Most previously identified wing patterning genes have been transcription factors or signalling molecules. In contrast, the closest orthologues of poik are cell cycle regulatory proteins including the Drosophila gene cortex and the fizzy family, making this a surprising candidate for controlling wing patterning.
A novel function for a member of a conserved cell cycle regulator family
We explored the origin of the poik gene and show that it falls in an insect specific lineage within the fizzy family of cell cycle regulators (Figure 5). The phylogenetic tree of the gene family highlighted three major orthologous groups. Two of these represent highly conserved proteins, one containing human and yeast CDC20 and Drosophila fzy, the other containing orthologues of cdh1/fzr/rap. CDC20/fzy has a highly conserved function in cell cycle regulation, which involves targeting specific proteins, including cyclins and other cell stage specific proteins, for degradation. This is mediated through interaction with the anaphase promoting complex/cyclosome (APC/C) and acts to regulate exit from mitosis (30,31).
Cdh1/fzr/rap are also highly conserved proteins found across eukaryotes (Figure 5) and are very similar in function to CDC20/fzy but appear to be slightly less conserved in their targets and may have tissue specific effects (32–34). Conserved orthologues of both of these were found in the Hm and other lepidopteran genomes (on Hm chromosomes 11 and 18, see Extended Experimental Procedures). Poik appears to belong to a third group, which was only identified in the insect genomes. The only functionally characterised member of this group is the Cortex gene (Cort) in Drosophila melanogaster. This acts through a similar mechanism to CDC20/fzy in order to control meiosis in the female germ line (35–37). D. melanogaster Cort falls as a highly divergent outgroup to the other predicted insect proteins in this group. Indeed, Hm poik shows similarly low amino acid sequence identity to D. melanogaster Cort (11.6%) and D. melanogaster fzy (14.4%) (Figure 5).
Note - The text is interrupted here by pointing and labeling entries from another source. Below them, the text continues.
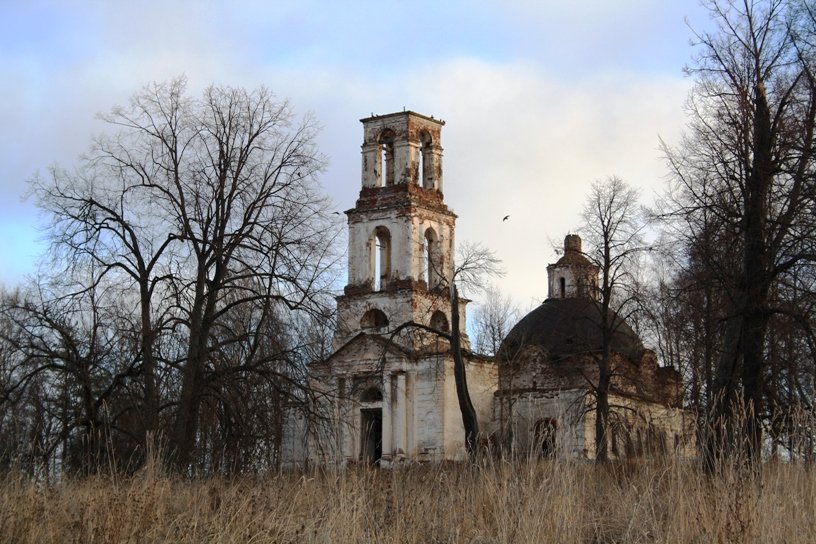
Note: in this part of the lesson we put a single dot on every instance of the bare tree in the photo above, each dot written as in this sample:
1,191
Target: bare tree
612,226
474,264
493,319
747,163
206,207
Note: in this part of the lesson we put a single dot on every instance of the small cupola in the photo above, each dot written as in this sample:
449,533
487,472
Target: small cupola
573,275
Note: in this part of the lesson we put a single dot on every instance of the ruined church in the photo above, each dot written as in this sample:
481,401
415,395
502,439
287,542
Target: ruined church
385,398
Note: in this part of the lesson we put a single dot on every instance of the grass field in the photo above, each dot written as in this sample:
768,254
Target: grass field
492,501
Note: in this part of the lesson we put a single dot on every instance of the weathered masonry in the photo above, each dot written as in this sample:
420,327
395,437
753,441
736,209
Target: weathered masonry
383,398
388,400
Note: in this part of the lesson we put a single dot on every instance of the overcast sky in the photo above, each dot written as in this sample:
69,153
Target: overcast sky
540,98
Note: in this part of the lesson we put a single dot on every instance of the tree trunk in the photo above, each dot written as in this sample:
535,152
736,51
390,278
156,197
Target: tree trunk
469,421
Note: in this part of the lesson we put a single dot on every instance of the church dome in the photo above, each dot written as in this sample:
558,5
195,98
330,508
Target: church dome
568,327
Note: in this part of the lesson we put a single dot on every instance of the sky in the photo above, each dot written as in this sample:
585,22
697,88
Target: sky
540,98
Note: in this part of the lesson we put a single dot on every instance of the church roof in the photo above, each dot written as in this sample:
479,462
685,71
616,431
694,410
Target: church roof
565,327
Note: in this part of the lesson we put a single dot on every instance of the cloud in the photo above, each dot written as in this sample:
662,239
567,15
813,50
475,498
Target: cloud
517,141
540,99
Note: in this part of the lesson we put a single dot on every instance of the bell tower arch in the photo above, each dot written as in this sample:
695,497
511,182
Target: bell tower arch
401,233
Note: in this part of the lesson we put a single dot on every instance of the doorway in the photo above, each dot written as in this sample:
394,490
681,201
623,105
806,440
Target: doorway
371,435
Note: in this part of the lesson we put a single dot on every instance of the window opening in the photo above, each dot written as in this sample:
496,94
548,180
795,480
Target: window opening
425,162
545,431
386,152
380,258
439,321
373,319
433,260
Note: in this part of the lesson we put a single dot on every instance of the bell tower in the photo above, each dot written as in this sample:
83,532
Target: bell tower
401,233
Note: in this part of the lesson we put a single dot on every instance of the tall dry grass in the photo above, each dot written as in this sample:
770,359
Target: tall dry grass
546,501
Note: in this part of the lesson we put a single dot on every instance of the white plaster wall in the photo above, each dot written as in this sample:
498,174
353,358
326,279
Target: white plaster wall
520,417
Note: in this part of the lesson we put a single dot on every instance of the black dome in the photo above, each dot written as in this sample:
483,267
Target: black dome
565,327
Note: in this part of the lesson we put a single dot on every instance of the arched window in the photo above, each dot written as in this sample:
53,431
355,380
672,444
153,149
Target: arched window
386,158
373,319
433,259
372,394
545,432
439,321
426,177
379,254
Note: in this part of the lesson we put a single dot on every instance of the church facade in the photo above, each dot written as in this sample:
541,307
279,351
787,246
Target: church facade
387,397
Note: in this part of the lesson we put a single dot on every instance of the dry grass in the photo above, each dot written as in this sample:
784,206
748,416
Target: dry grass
492,502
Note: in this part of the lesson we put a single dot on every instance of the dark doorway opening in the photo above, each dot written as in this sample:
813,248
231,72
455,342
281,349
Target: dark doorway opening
371,437
545,431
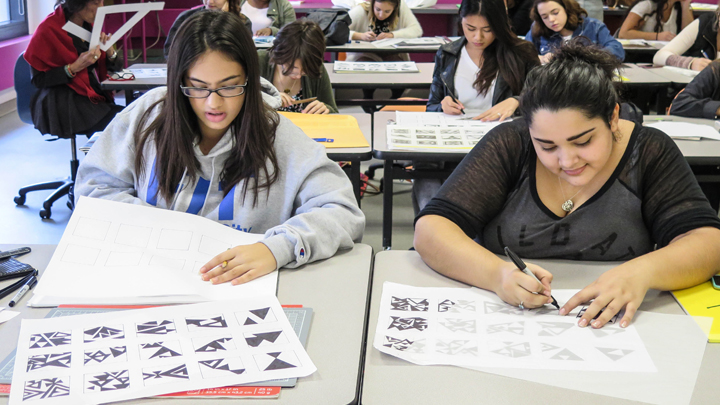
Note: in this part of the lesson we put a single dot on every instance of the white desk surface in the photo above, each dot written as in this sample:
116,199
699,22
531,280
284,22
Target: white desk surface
389,380
337,291
422,79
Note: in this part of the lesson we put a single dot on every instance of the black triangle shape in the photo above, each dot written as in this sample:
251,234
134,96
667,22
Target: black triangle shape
260,313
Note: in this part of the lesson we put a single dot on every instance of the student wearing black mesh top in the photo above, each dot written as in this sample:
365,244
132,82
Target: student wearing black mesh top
573,181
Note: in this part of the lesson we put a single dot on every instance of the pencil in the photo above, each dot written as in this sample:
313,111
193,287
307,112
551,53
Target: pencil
451,95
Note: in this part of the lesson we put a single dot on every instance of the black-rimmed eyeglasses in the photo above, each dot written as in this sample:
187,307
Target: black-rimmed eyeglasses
228,91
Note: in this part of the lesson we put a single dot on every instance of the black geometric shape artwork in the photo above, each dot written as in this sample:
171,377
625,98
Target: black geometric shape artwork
491,308
108,354
50,339
256,316
161,350
156,328
255,339
153,375
517,328
456,306
278,364
107,381
408,323
103,332
409,304
458,324
46,388
611,321
222,365
214,345
397,344
214,322
48,360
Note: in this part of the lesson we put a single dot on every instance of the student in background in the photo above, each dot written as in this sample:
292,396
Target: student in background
232,6
658,20
558,21
482,71
294,65
700,98
695,47
519,13
206,144
68,73
571,180
268,16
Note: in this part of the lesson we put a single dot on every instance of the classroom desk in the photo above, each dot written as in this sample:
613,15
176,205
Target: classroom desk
390,380
337,289
704,155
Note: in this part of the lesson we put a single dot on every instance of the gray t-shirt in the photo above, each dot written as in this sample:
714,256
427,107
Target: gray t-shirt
651,197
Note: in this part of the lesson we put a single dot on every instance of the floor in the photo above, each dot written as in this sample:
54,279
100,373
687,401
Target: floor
27,157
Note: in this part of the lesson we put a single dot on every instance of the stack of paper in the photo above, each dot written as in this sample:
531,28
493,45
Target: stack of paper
118,253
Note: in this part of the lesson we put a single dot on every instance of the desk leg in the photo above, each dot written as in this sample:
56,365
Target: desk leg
355,178
387,203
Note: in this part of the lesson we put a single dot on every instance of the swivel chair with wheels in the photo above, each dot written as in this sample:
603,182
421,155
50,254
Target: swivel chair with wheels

Overall, the phylogenetic patterns suggest that poik is a distantly related member of the fizzy family of proteins, belonging to a group that is unique to the insects. These have faster evolutionary rates than other members of this family, with the low amino acid identity between D. melanogaster cort and H. melpomene poik (11.6%) contrasting with much higher identities for fzy (46.7%) and rap/fzr (47.5%) (Figure 5, Figure S3). Fast evolutionary rates for poik have also been found previously (38). However, poik does have some conservation of the fizzy family C-box and IR elements that mediate binding to the APC/C (36), suggesting that it may have retained the ability to bind to this complex (Figure S3).
It is conceivable that within the lepidoptra, poik may have been co-opted to control scale cell development. Wing scales have fairly peculiar development as they arise from greatly expanded cells that become highly polyploid during development (1). The enlarged polyploid cells are similar to the phenotype observed when Cort or fzr are overexpressed in D. melanogaster wings or other tissues (34,37). We found that expressing Hm poik in D. melanogaster wings produced no phenotypic effect (Extended Experimental Procedures, Figure S4), but this may simply be due to lack of conservation of its binding partners or targets.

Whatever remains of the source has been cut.